Mice trials suggest that city air may be even worse for your health than previously thought.
Prolonged exposure to fine particulate matter sourced air in the Los Angeles bay area does not do the brains of mice a lot of good. According to a new study published by researchers from the Cedars-Sinai Medical Center, a non-profit hospital in Los Angeles, it triggered inflammation and the appearance of cancer-associated genes in the animal’s neurons.
Brain trouble
The fact that air pollution is linked to a wide range of diseases isn’t exactly news by now — quite on the contrary. The adverse effects air pollution has on health have been widely documented and reported on. However, one new (and not exactly encouraging) discovery the team made is that certain materials in coarse air pollution — particularly nickel — may have a role promoting genetic changes that underpin the development of diseases such as cancer.
“This study, which looked at novel data gathered in the Los Angeles area, has significant implications for the assessment of air quality in the region, particularly as people are exposed to air pollution here for decades,” said lead author Julia Ljubimova, director of the Nanomedicine Research Center at Cedars-Sinai.
The team worked with one hundred mice — separated in groups of 6 to 10 animals. Each group was exposed to coarse (PM2.5–10: 2.5–10 µm in diameter), fine (PM<2.5: <2.5 µm), or ultrafine particles (UFPM: <0.15 µm) sourced from ambiental air in Riverside, California. Each type of particulate matter was analyzed using atomic emission spectroscopy, so the team had an idea of how much nickel, cobalt, and zinc they contained.
PM exposure lasted for 5 hours daily, 4 days per week for either two weeks (short exposure), one to three months (intermediate), or 12 months (long). One cohort of rats served as control and was kept in the same exposure chambers, for the same duration as the rats in the other groups, but was exposed to filtered air.
Afterward, the team analyzed the brains of each group to see how much of each metal had accumulated and whether this build-up had any effect on the organs’ health.
Metal build-up
They report that all three metals accumulated following intermediate-or-longer exposure. RNA sequencing revealed that intermediate exposure to PM2.5–10, which also correlated to nickel accumulation in the brain, triggered the expression of EGR2 — the early growth response gene 2 which regulates inflammatory processes — and of RAC1 — a gene that has the potential to cause cancer. The team believes the observed effects are a cumulative effect of exposure to the metals and certain toxins present in the air recovered from the Los Angeles Basin.
Furthermore, they report that coarse particulate matter from air pollution entered the body via two mechanisms. Trace metals and other pollutants could pass into the bloodstream from air inhaled through the lungs, later making their way to the brain. Alternatively, some of them could pass directly through mucosa in the nose, from where they had a much more direct pathway to the brain.

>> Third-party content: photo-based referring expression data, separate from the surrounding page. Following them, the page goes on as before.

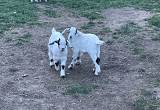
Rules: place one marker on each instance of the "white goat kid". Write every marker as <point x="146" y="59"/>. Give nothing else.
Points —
<point x="57" y="51"/>
<point x="38" y="0"/>
<point x="81" y="42"/>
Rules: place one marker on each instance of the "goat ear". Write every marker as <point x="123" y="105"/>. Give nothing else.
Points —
<point x="52" y="43"/>
<point x="67" y="42"/>
<point x="67" y="29"/>
<point x="76" y="31"/>
<point x="58" y="41"/>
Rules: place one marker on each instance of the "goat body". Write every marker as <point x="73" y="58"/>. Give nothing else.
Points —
<point x="57" y="51"/>
<point x="82" y="42"/>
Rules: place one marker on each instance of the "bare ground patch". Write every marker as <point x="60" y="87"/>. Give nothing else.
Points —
<point x="27" y="82"/>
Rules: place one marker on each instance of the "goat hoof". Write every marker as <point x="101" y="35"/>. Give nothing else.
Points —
<point x="62" y="76"/>
<point x="96" y="74"/>
<point x="51" y="66"/>
<point x="70" y="67"/>
<point x="78" y="63"/>
<point x="94" y="70"/>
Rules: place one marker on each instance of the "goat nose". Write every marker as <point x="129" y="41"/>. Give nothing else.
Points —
<point x="62" y="49"/>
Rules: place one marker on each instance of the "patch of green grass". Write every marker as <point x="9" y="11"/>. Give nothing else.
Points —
<point x="23" y="39"/>
<point x="79" y="89"/>
<point x="89" y="25"/>
<point x="14" y="13"/>
<point x="147" y="101"/>
<point x="155" y="20"/>
<point x="8" y="39"/>
<point x="51" y="13"/>
<point x="156" y="83"/>
<point x="156" y="38"/>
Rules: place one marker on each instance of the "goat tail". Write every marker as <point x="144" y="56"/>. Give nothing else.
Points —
<point x="100" y="42"/>
<point x="53" y="30"/>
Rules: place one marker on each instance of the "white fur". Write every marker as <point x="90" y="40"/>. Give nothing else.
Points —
<point x="38" y="0"/>
<point x="55" y="52"/>
<point x="82" y="42"/>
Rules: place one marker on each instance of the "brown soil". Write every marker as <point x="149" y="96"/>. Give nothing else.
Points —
<point x="28" y="83"/>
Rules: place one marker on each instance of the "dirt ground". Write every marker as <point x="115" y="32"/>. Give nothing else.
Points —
<point x="28" y="83"/>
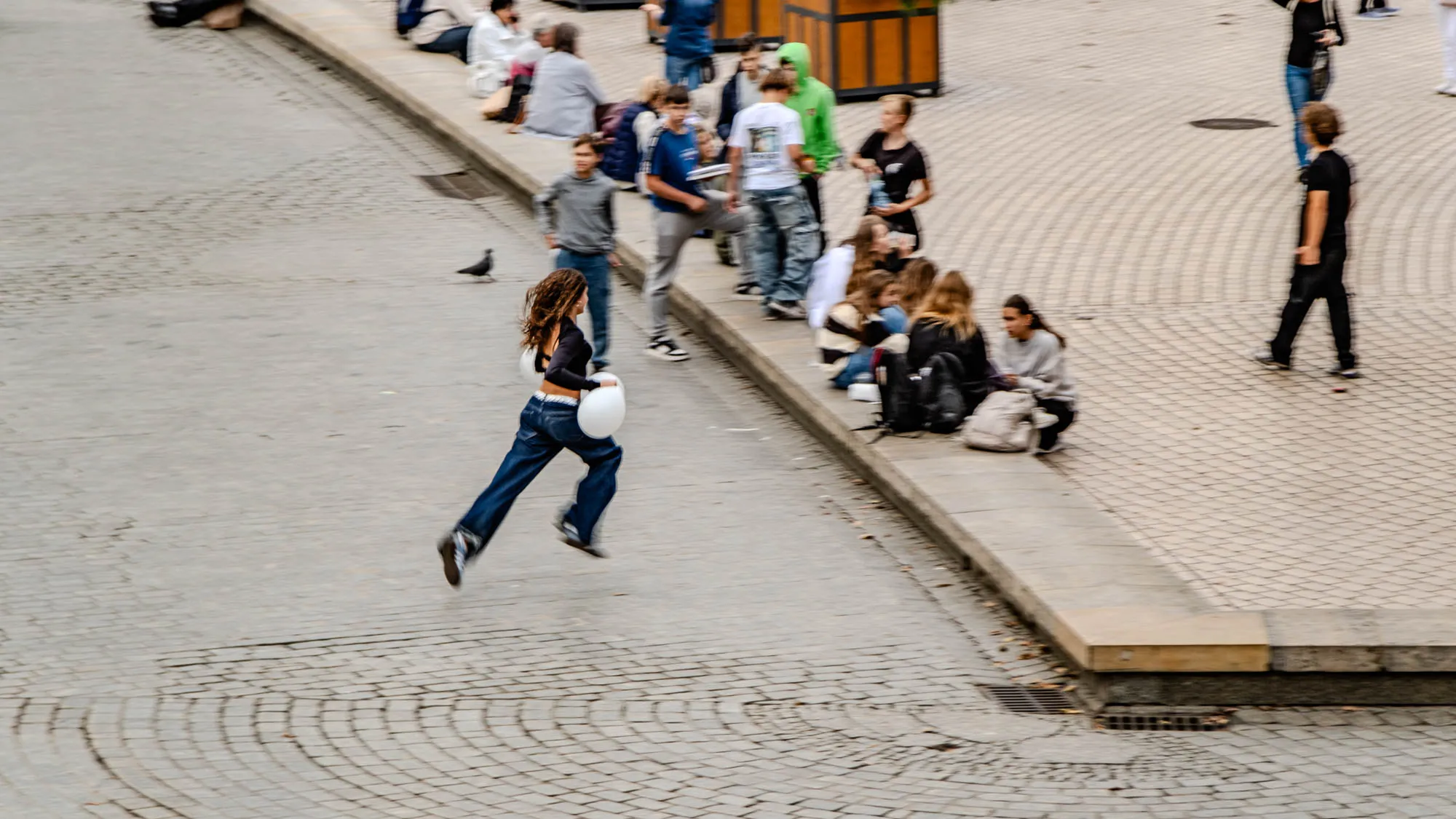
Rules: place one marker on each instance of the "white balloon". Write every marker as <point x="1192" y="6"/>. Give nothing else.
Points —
<point x="529" y="368"/>
<point x="602" y="410"/>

The study’s main limitations are that it only involved animal models — so the observed effects may carry over identically to humans — and that it only used a local ‘blend’ of pollutants — so the results may not be universally valid. Ljubimova notes that while the results may be unique to the Los Angeles Basin area, they do reinforce previous findings regarding the health consequences of exposure to air pollution in major cities.
Considering that most of humanity today lives with “unsafe” levels of air pollution, the findings are even more troubling.
“Our modern society is becoming increasingly urbanized and exposed to air pollution,” she says. “This trend underscores the need for additional research on the biology of air-pollution-induced organ damage, along with a concerted effort aimed at reducing ambient air pollution levels.”
The paper “Coarse particulate matter (PM2.5–10) in Los Angeles Basin air induces expression of inflammation and cancer biomarkers in rat brains” has been published in the journal Scientific Reports.